The RISE & SHINE Act subsumed an emergency savings bill proposed by Senators Cory Booker, D-New Jersey, and Todd Young, R-Indiana. The bill also builds on and incorporates legislation passed in the House of Representatives such as the Securing a Strong Retirement Act of 2021, called SECURE 2.0; the Retirement Improvement and Savings Act, called the RISE Act; and the Retirement Security and Savings Act.
IRI’s comment letter ticks off each previous legislative effort included in RISE & SHINE that the retirement security advocate supports.
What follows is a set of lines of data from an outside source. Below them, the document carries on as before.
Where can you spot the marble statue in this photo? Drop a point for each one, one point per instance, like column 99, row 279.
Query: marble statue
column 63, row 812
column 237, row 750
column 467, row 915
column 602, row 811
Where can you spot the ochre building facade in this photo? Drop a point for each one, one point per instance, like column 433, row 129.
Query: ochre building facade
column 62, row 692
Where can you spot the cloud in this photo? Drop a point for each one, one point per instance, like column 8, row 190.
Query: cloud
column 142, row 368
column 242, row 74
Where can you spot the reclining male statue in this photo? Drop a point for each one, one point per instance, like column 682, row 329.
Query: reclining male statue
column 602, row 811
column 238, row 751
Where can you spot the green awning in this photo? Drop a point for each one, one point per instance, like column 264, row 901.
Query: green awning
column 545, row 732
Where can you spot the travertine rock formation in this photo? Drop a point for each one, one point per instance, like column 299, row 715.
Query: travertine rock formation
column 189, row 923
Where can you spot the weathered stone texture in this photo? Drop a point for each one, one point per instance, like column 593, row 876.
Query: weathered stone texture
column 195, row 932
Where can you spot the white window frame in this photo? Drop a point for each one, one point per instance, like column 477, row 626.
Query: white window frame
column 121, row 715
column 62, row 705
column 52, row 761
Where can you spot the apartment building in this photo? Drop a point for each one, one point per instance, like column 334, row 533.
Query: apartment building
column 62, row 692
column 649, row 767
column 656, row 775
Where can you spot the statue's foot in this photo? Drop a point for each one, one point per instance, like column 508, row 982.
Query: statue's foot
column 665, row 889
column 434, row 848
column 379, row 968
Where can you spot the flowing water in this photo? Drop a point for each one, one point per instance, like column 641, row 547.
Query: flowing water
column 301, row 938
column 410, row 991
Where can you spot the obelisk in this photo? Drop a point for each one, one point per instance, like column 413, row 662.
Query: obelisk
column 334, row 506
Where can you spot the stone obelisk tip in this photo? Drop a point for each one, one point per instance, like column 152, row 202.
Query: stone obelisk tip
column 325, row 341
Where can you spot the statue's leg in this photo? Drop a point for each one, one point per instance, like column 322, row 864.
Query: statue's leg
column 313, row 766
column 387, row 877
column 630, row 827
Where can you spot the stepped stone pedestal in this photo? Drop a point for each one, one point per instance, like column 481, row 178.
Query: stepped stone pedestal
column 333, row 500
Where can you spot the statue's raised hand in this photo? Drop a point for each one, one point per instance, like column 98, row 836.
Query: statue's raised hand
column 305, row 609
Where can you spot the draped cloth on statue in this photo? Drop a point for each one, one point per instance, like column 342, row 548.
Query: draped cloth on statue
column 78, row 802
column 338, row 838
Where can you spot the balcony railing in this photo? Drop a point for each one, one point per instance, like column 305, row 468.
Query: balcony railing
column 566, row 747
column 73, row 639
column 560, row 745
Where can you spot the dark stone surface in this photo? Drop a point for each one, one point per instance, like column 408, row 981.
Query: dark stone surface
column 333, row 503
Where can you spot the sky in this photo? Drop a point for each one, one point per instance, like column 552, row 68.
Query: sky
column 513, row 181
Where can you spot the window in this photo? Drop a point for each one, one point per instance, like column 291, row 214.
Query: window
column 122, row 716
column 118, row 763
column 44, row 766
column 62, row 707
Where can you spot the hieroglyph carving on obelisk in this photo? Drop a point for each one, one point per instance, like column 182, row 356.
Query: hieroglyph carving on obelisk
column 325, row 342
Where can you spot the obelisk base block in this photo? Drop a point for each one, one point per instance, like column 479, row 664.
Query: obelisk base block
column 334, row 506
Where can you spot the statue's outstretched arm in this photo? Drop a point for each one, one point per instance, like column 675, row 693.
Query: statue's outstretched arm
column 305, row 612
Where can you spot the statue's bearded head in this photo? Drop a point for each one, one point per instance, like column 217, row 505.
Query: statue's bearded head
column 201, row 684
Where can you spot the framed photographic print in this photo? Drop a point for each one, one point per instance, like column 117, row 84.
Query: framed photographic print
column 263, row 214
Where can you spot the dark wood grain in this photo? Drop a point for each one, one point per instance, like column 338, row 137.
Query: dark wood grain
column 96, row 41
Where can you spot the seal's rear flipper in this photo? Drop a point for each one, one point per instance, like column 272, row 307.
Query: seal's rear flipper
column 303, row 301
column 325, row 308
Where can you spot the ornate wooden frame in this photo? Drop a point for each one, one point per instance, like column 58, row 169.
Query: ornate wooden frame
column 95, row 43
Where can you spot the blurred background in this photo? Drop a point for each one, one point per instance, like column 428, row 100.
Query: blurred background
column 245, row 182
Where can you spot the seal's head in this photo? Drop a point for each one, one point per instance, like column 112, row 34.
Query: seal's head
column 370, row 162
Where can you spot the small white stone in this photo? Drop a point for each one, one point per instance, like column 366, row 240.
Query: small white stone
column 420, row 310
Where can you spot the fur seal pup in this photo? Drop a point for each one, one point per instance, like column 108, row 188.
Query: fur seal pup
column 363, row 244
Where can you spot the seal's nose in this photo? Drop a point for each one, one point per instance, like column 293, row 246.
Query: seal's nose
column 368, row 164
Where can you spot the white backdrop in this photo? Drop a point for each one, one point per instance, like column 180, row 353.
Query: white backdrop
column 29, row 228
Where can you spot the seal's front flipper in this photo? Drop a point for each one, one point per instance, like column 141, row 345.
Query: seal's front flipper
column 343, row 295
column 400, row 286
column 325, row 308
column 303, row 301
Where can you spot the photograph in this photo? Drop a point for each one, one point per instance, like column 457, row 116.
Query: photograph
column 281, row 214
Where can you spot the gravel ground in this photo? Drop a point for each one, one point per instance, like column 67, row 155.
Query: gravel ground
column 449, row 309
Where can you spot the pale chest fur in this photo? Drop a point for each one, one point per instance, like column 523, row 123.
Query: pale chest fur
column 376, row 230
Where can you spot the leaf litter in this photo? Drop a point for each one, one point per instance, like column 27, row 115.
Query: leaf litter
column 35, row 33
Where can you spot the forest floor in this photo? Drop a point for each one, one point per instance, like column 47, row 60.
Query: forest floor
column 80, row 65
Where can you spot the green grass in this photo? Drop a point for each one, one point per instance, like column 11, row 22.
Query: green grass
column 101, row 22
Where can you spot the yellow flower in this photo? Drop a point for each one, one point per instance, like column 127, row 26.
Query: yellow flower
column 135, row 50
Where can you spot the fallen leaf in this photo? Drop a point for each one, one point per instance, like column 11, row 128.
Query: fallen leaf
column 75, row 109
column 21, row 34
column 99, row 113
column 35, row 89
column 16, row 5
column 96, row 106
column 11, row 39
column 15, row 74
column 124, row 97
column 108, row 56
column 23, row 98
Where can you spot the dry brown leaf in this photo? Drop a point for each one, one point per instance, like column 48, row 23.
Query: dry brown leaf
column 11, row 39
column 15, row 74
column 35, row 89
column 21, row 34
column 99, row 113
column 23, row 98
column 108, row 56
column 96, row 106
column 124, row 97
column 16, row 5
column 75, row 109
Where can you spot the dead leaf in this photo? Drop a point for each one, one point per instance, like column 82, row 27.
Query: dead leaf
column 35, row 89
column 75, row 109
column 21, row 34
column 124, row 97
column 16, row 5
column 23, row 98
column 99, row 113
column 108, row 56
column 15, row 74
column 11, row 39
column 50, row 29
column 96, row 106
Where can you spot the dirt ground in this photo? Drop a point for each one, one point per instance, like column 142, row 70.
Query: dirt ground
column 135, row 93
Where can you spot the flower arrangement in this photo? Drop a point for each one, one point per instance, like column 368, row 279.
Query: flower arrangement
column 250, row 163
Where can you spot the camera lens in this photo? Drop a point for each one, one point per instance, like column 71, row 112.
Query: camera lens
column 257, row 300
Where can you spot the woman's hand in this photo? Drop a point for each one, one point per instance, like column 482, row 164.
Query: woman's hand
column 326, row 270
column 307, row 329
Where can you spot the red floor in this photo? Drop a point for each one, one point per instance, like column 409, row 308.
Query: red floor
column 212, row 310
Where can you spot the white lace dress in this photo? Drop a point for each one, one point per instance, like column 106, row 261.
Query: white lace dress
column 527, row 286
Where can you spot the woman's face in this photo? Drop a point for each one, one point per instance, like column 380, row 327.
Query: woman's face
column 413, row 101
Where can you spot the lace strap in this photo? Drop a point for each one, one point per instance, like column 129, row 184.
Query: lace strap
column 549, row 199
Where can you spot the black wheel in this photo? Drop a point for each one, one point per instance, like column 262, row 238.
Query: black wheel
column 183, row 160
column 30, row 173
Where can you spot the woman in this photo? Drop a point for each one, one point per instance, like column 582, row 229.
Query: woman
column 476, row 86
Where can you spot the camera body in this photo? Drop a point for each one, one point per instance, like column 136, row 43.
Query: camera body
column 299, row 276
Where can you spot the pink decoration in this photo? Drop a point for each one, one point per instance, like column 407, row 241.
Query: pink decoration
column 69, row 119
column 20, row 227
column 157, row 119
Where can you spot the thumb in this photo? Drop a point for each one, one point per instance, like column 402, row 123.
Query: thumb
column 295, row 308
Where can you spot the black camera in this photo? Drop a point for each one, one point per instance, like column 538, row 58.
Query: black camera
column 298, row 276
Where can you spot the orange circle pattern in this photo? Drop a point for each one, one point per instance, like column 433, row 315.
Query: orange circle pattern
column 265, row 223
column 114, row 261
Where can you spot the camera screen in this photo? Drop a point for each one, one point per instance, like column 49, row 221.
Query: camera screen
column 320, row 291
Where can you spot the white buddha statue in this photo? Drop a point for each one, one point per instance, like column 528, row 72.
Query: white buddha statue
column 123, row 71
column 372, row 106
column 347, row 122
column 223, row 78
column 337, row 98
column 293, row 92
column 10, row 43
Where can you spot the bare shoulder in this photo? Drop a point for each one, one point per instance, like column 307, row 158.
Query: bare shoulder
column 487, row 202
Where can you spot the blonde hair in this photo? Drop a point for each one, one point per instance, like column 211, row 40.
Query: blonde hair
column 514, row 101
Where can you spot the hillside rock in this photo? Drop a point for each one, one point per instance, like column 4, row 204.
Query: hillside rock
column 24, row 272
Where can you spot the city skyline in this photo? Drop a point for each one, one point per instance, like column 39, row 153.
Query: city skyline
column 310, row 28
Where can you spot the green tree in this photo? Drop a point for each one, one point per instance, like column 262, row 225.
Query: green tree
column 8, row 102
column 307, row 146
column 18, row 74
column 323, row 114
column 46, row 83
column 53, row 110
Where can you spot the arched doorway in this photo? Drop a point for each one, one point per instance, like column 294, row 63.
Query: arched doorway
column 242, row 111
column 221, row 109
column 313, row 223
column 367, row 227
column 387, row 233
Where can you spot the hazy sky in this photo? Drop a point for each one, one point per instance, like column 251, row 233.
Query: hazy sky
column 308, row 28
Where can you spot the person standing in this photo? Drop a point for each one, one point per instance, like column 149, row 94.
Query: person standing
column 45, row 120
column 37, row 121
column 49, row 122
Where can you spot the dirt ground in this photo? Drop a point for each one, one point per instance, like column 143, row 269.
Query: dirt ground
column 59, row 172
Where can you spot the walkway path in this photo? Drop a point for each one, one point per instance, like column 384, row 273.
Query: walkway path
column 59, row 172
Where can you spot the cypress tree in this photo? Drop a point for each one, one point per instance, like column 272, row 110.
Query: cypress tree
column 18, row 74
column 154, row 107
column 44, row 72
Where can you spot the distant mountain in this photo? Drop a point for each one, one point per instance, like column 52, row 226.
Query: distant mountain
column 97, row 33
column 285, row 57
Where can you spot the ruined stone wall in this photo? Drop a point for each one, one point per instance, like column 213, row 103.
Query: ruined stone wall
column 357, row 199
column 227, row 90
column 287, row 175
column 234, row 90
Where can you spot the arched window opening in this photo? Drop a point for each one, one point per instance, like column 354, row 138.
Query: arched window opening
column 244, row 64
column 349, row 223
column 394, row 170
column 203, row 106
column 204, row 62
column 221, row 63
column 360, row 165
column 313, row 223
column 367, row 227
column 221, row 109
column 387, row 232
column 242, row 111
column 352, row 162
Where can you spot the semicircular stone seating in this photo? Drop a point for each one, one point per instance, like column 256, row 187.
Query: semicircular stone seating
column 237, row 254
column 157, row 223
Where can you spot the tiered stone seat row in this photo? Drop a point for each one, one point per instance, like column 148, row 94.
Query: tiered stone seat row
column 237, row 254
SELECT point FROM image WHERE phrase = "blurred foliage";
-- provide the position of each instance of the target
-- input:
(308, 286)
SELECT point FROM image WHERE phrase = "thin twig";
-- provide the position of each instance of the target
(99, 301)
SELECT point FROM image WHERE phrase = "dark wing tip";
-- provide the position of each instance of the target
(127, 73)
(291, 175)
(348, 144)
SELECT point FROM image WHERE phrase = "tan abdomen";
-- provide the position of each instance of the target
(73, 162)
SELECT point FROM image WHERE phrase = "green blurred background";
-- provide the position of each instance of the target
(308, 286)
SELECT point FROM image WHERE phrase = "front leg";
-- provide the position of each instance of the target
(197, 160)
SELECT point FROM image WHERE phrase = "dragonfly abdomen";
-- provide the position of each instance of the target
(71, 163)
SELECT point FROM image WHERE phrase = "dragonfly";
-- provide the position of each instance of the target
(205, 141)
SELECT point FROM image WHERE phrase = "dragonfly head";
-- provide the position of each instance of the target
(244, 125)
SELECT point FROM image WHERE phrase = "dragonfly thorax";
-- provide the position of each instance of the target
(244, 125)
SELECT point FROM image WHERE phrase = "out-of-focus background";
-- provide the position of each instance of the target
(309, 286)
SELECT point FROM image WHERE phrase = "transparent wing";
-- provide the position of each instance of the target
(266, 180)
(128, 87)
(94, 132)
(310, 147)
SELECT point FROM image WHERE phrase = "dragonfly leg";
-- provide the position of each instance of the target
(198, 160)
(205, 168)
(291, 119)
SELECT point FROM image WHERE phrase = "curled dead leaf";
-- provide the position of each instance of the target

“IRI supports a number of provisions in the draft language that align with the association’s 2022 Federal Retirement Security Blueprint, such as expanding eligibility of pooled employer plans to non-profit organizations using 403(b) retirement plans and allowing employers to offer emergency savings programs to workers,” the letter states.
The letter also reaffirms that the organization supports the Lifetime Income for Employees Act, termed the LIFE Act, as well as the RISE Act and SECURE 2.0.
ERIC, IRI and Pension Rights Center have all voiced concerns that the discussion draft left out the lost-and-found retirement plan registry overseen by the Department of Labor.
“While ERIC supports the draft of the RISE & SHINE Act, we have provided suggestions to the HELP Committee to help further strengthen the proposal,” says Andrew Banducci, senior vice president of Retirement and Compensation Policy at ERIC. “For example, the bill would be improved by making disclosure requirements less complex and adding a lost-and-found registry for plan participants to find former employers so that they can receive their benefits. We’re looking forward to continuing to work with HELP leaders and other policymakers to improve the retirement system.”
Further comments on the draft legislation provisions address Section 303 of the RISE & SHINE Act, which incorporates the Information Needed for Financial Options Risks Mitigation Act, termed the INFORM Act. Section 303 would require pension plan sponsors to provide plan participants and retirees with what it terms the “critical information” needed to fully consider an employer’s offer of a lump-sum payment option in place of a lifetime annuity option.
The ERIC letter argues that the section would be improved by modifying the 90-day advance notice to reference the start date of the annuity rather than the participant’s election, and recommends that plan sponsors be required to disclose whether the plan’s lump sum would be “reasonably likely” to replicate the stream of payments by purchasing a commercial annuity.
“Because annuity prices could vary daily and retail products may not include identical features, this disclosure should provide greater flexibility by eliminating the ‘reasonably likely’ statement and replacing it with a statement that the lump sum could be used to purchase a commercial annuity, but that the annuity may have a different value and features than benefits under the plan,” the letter states.
In its letter, the U.S. Chamber of Commerce criticizes lawmakers for including INFORM Act provisions in Section 303. Chantel Sheaks, vice president for retirement policy at the Chamber, writes that such provisions are not necessary.
“We believe this requirement is unnecessary because plans currently provide explanations to participants before offering a lump sum window,” Sheaks writes. “Instead of requiring disclosure, Congress should instead look at the reasons that plans are offering such windows, such as reducing their substantial PBGC premium liability.”